Crónica de Anselmo Borges
no Diário de Notícias
1. Quando demos por nós, já lá estávamos, claro, mas ainda sem consciência de estarmos. Foi um tomar consciência lento, gradual. Mas houve um dia, dias, em que se nos impôs ou foi impondo claramente que nos pertencemos, que somos livres, que somos donos e senhores de nós próprios e das nossas acções, com a responsabilidade de nos fazermos a nós mesmos no mundo com os outros. De qualquer forma, percebemos que já somos, mas ainda não somos e temos de escolher o que queremos ser. Abateu-se sobre nós, gigantesca, decisiva, a única tarefa que temos: fazendo o que fazemos ou não fazemos, por acção, por omissão, estamos a fazer-nos e, no fim, resultará uma obra de arte ou uma vergonha...

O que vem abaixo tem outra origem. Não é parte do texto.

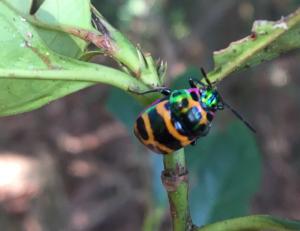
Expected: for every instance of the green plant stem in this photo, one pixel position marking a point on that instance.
(176, 182)
(220, 72)
(255, 222)
(98, 74)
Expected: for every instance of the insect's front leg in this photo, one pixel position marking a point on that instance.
(163, 90)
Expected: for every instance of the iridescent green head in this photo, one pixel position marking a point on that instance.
(179, 101)
(209, 99)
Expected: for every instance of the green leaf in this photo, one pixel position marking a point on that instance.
(253, 223)
(123, 107)
(72, 13)
(225, 169)
(31, 75)
(268, 40)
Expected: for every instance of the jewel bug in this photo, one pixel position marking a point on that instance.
(180, 117)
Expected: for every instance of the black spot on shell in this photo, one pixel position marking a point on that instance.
(209, 117)
(140, 124)
(184, 103)
(194, 96)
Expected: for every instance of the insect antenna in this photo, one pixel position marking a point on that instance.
(205, 77)
(239, 116)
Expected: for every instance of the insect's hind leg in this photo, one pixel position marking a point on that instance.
(163, 90)
(193, 83)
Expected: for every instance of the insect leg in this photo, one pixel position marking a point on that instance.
(194, 82)
(194, 142)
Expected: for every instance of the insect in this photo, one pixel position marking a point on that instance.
(180, 117)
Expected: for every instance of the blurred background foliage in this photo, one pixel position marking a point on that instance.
(88, 167)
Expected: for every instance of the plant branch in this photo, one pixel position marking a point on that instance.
(175, 180)
(267, 41)
(255, 222)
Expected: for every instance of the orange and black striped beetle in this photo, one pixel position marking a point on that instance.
(180, 117)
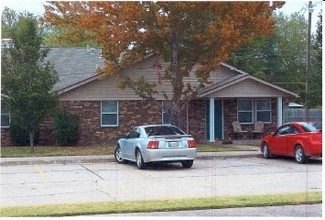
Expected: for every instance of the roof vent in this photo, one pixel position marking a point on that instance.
(91, 51)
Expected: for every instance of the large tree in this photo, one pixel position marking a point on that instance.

Assim, torna-se claro que a nossa vida, para se erguer num projecto digno, tem de se ir vendo do presente para o futuro e do futuro para o presente continuado, se se quiser, numa imagem mais visual, tem de ver-se de cá para lá e, por antecipação, de lá para cá. Para que lá, no fim, olhando para trás, não nos arrependamos do que fizemos ou não fizemos, não tenhamos vergonha, não tenhamos pena de não termos feito o que poderíamos fazer e não fizemos. É que — isto é abissal — só vivemos uma vez.